Creating a buffer around a point:

buffer = point.Buffer(200)

To write the GeoJSON to a file, open a file for writing ('w'):

buffer_file = open('buffer.json', 'w')

Write the GeoJSON string to the file:

buffer_file.write(buffer.ExportToJson())

Close the file (so that all changes are written to the disk and the system knows that we finished working with the file):

buffer_file.close()

Now it would be good to review content of that file. This can be easily done in command line using tools such as cat, less, or head. One of the advantages of IPython is that the command line tools are actually available using an exclamation mark at the beginning of the line like in the following example which shows the first 100 characters from the file:

!head -c 100 buffer.json

Resources

Texts

Videos

Assignment

Go through the above instructions and examples.
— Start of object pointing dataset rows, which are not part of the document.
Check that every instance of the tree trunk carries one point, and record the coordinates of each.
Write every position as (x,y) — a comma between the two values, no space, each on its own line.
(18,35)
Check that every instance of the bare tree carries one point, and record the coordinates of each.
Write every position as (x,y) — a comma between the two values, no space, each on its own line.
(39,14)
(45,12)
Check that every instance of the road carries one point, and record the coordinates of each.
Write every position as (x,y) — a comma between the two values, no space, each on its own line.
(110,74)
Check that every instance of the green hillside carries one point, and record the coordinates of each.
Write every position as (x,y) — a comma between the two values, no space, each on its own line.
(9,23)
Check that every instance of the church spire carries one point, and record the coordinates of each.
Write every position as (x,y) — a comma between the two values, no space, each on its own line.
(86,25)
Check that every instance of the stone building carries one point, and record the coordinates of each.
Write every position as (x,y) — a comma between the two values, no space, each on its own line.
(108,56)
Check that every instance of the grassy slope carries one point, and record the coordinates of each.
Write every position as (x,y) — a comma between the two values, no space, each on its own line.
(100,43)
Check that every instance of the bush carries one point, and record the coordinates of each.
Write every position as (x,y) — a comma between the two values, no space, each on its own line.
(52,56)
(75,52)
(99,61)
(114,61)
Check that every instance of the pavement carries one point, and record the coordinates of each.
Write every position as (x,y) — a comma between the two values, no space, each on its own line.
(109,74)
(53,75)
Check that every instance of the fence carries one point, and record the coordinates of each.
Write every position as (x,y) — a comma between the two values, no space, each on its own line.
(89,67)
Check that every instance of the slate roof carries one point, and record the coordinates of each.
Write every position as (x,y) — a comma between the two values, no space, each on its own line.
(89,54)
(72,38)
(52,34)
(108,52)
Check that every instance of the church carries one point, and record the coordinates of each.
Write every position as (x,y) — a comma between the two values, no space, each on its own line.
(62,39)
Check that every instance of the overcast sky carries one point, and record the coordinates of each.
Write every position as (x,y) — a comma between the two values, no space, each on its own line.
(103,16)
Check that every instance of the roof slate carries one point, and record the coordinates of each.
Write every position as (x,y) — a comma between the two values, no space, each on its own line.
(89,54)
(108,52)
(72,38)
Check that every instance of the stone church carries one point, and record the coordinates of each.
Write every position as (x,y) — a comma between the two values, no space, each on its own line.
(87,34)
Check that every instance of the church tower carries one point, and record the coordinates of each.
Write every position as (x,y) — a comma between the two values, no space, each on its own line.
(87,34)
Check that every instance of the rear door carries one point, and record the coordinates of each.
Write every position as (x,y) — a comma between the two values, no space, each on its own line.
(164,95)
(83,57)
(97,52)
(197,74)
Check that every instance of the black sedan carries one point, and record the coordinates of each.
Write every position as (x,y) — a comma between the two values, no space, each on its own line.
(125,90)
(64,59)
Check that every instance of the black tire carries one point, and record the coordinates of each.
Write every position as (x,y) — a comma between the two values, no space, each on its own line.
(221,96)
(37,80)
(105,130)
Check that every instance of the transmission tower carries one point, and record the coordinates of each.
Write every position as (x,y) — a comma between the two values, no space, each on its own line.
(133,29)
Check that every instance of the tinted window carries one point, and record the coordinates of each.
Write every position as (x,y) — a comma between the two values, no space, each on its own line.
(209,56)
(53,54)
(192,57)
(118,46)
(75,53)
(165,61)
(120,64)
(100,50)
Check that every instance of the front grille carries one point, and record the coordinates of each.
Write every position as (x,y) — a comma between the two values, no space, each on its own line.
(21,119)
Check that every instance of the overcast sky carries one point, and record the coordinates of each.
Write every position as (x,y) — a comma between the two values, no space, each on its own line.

For smooth experience, it is recommended to use NCSU VCL Ubuntu machine, but testing GDAL on your own computer is highly encouraged.

Then take the part which is resampling the rasters and creating and animated GIF and create a Bash script which does this procedure without repeating commands. If possible, include also download of the file and its unpacking of needed so that your result can be reproduced on any computer. Submit this file to Moodle.

You may find these two following things useful. For loop in Bash is:

for FRUIT in apple orange banana
do
    echo $FRUIT
done

A sequence of numbers can be generated using seq:

seq -w 50 50 300

It is worth noting that the subcommand syntax above ($()) can be used also in this context:

for NUM in $(seq -w 50 50 300)
do
    echo $NUM
done